While not exactly a condition, vertigo is a symptom that can be very disorienting. More than just “feeling dizzy”, a vertigo attack makes you feel like everything around you is spinning to the extent that it will affect your balance. Firstly, inform your GP that you’ve been experiencing vertigo as soon as possible and then declare it to DVLA because it can impair your driving ability.

What happens to my driving licence when I declare my medical condition?

What happens to your licence highly depends on what medical condition you have. There are certain conditions — such as post-surgery or heart palpitations — that might result in your licence being taken away. However, those cases are extremely rare and only occur if your GP has decided that the condition will indeed affect your driving. This situation also applies to conditions such as ADHD, ASD or Tourette’s Syndrome.

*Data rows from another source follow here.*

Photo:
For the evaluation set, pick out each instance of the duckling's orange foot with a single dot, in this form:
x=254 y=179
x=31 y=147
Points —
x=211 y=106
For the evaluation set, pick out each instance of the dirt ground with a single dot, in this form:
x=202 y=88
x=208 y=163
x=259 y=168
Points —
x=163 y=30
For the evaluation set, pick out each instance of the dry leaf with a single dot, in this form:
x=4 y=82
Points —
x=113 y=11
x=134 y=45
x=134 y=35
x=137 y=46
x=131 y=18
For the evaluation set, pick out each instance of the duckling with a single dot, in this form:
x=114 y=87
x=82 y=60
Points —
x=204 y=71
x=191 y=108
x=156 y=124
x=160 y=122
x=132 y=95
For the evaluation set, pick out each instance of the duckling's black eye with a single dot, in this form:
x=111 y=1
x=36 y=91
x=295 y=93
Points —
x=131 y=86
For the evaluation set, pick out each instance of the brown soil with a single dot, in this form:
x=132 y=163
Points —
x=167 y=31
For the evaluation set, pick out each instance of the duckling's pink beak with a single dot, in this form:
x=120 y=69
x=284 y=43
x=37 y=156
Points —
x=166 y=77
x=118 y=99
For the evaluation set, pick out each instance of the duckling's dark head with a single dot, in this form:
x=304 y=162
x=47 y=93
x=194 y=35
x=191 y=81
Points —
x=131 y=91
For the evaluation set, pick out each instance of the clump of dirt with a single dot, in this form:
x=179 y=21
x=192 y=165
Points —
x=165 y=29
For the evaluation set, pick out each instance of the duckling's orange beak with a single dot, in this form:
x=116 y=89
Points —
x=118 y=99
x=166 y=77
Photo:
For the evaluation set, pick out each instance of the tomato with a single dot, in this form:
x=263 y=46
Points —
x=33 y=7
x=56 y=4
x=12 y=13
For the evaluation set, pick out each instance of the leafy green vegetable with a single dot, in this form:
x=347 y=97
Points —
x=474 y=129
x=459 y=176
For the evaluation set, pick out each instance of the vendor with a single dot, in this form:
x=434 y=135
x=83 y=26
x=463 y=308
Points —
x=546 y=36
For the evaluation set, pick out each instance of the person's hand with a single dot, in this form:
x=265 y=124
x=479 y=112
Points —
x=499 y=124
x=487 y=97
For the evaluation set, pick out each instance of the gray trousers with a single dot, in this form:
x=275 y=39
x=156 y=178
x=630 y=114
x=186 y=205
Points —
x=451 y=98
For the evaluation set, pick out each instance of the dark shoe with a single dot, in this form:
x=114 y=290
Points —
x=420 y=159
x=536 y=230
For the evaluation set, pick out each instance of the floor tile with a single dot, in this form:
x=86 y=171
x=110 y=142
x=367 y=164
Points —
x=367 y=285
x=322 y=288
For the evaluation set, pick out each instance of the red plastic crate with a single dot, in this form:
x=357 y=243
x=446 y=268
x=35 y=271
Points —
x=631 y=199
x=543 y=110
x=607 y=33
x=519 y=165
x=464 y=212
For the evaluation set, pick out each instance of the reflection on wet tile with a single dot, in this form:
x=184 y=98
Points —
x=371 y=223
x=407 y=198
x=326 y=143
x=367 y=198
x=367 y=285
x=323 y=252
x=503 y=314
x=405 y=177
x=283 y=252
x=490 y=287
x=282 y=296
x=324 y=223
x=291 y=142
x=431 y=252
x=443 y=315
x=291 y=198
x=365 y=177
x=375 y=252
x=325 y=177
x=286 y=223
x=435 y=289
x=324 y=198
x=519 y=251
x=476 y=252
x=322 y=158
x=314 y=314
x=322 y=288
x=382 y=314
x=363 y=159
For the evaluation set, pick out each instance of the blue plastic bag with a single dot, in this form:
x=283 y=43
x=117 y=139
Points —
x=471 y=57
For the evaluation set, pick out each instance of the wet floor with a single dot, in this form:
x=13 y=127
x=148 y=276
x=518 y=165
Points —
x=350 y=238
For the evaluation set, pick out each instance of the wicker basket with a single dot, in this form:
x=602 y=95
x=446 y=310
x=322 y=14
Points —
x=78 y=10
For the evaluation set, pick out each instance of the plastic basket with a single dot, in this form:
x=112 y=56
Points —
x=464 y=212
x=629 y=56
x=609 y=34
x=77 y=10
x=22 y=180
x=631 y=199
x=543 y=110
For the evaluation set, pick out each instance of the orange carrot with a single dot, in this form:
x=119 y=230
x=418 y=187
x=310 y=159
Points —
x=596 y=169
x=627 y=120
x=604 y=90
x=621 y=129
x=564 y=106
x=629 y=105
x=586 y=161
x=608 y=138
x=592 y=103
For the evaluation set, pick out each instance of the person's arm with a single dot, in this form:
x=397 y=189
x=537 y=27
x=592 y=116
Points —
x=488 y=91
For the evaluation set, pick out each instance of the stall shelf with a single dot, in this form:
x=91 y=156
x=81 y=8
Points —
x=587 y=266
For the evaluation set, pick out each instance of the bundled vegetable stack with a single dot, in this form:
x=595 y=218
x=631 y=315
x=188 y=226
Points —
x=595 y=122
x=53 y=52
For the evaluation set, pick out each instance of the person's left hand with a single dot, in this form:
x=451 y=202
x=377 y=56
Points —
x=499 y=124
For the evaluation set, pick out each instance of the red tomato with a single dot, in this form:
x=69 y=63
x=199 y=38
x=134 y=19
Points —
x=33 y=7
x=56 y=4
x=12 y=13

However, if you have any of a specific number of conditions that can impair your ability to drive, such as severe depression, vertigo, seizures (including epilepsy) or any type of vision-impairing condition, your driving licence can either be temporarily suspended — if the condition is recoverable — or it will be permanently revoked.

Will medications affect driving?

This is a complicated question to answer — purely because there are too many types of medications out in the world. While a majority of medications won’t affect driving, it highly depends on the potential side effects attached to the individual medication.

That being said, it is absolutely illegal to drive or attempt to drive if your driving ability has been impaired by drugs — and this includes prescription drugs, too. It is treated in the same way as alcohol, and your licence will be taken away if you are caught driving while impaired.

Which medications can affect driving?

It’s always a good idea to discuss concerns about medications with your GP if they prescribe you anything. This is especially true for the 68% of Britons who rely on driving to get themselves to work every day. If you know that your medication can impair your driving, please declare to the DVLA by filling out the DVLA M1 form.

In short, here are some of the medications that can impair your ability to drive:

  • Anti-seizure drugs (including antiepileptic drugs)
  • Antipsychotic drugs
  • Cannabidiol (CBD) products
  • Certain antidepressants
  • Certain cold remedies and allergy products, such as antihistamines (both prescription and OTC)
  • Medications containing codeine
  • Medications that treat or control symptoms of diarrhoea
  • Medications that treat or prevent symptoms of motion sickness
  • Medications with stimulants (containing caffeine, ephedrine, pseudoephedrine)
  • Muscle relaxants
  • Opioid pain relievers
  • Prescription drugs for anxiety (for example, benzodiazepines)
  • Sleeping pills

Final thoughts

Hopefully, you’ve learned a thing or two about road safety and the need to declare medical conditions to DVLA. Road safety is not just the responsibility of the UK government, but it’s the responsibility of all of us who use it every day. If you know that you need to declare your diagnosis to DVLA, make sure that you update your address with DVLA if you move so that this process can go much smoother!